Tuesday 13 February 2007

a dingo stole my coffee

hatboy fills the cup full of java goodness. hot steaming coffee tickles our lungs and swamps our eyelids.

we make slurpy yummy noises and tippy-toe to the couch.

hatboy warns me not to spill a drop on the carpet, advice i regretably ignore.

“now you’ve had it,” he tells me. “the coffee dingo will come steal your coffee now.”

“coffee dingo?” i scoff.

he tells me of the time he spilt some coffee on the duvet. “just a drop, it was.”

the coffee dingo had come, silently sneaking through the house on his paws of much coffee-stealy. “i only turned to the television for a second. to watch the cheerleaders do their little dance, you understand?”

i nod, understanding.

“then, quicker than it took for them to do their jiggy dance of much eye-explodey, the coffee dingo slipped into the room and slipped out again, into the night. and i’ve never spilled a drop since.”

i asked if he actually saw the coffee dingo. hatboy shakes his head. “didn’t even see the swift flicker of its spooky shadow, and that was the creepiest thing about the entire incident.”

i think of the many times i’ve filched hatboy’s coffee. “i don’t think any nasty dingo’s going to steal my coffee,” i tell him. i’m very confidant about that.

hatboy shrugs. “it’s your spillage,” he says.

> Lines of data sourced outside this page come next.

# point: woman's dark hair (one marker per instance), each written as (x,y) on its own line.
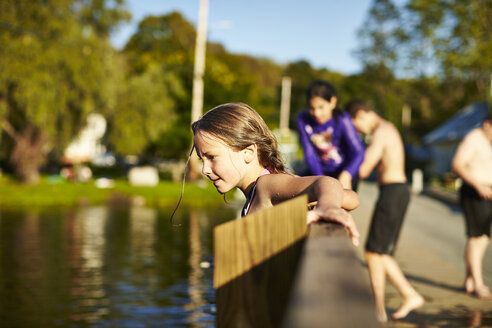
(323,90)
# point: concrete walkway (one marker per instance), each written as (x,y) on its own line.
(430,253)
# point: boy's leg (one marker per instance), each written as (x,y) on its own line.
(411,298)
(475,252)
(377,276)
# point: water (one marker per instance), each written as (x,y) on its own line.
(107,267)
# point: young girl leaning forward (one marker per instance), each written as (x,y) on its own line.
(238,150)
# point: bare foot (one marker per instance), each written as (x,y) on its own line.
(483,293)
(382,317)
(409,304)
(469,285)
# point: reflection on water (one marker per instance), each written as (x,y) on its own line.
(109,267)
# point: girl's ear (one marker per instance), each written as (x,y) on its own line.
(250,153)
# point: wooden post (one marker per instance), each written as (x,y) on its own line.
(270,271)
(198,71)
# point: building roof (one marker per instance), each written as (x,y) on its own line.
(456,127)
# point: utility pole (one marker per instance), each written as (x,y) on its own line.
(199,68)
(285,105)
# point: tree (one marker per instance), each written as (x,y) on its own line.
(54,70)
(458,35)
(145,110)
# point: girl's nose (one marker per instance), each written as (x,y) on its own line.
(206,168)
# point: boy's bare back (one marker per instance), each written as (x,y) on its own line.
(387,146)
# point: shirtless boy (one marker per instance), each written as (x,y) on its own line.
(386,152)
(473,163)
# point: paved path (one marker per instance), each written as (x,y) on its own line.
(430,253)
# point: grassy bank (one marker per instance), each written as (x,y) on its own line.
(62,193)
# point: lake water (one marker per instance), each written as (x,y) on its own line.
(107,267)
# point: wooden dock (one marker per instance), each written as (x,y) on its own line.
(270,271)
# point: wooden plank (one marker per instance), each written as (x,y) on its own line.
(331,289)
(240,245)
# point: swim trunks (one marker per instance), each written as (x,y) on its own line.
(387,218)
(478,212)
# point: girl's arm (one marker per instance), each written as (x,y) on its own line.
(272,189)
(350,200)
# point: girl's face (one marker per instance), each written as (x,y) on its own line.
(321,109)
(224,166)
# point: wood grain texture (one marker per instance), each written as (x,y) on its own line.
(242,244)
(332,289)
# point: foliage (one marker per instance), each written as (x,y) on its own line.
(62,193)
(54,71)
(145,109)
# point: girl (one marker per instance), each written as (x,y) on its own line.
(328,138)
(238,150)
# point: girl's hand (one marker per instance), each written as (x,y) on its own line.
(484,191)
(338,215)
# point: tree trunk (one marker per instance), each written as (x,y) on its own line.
(28,153)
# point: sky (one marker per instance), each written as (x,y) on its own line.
(323,32)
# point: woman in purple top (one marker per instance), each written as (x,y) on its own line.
(328,138)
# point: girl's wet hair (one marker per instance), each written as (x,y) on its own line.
(239,126)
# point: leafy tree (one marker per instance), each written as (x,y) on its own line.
(145,110)
(54,71)
(458,35)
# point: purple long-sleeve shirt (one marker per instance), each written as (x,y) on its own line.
(332,147)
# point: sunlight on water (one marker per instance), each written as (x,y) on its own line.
(108,267)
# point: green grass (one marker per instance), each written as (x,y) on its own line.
(62,193)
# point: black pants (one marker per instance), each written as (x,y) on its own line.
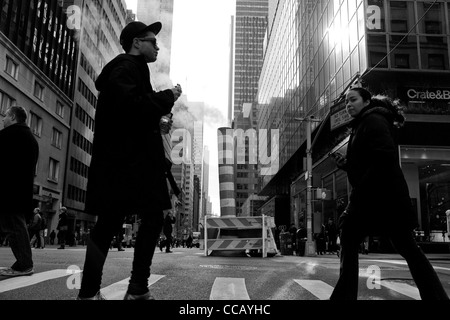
(422,271)
(107,226)
(168,241)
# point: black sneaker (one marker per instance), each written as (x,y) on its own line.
(145,296)
(98,296)
(10,272)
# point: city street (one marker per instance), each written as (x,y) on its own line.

i place my coffee on the table beside me, and look about for the guide to foxtel’s night of horrors.

when i turn back, my coffee has been filched.

presumably, somewhere out there, in the dim dank night, a lonely dingo pads slowly toward a healthy shadow, where he sits back on his haunches, exhales a long sigh and, hugging my mug close to his hairy face, begins to softly sip that much-beaned goodness.

hatboy looks wise. “i told you so.”

“damn your super-sidekick powers of much dingo-knowy.”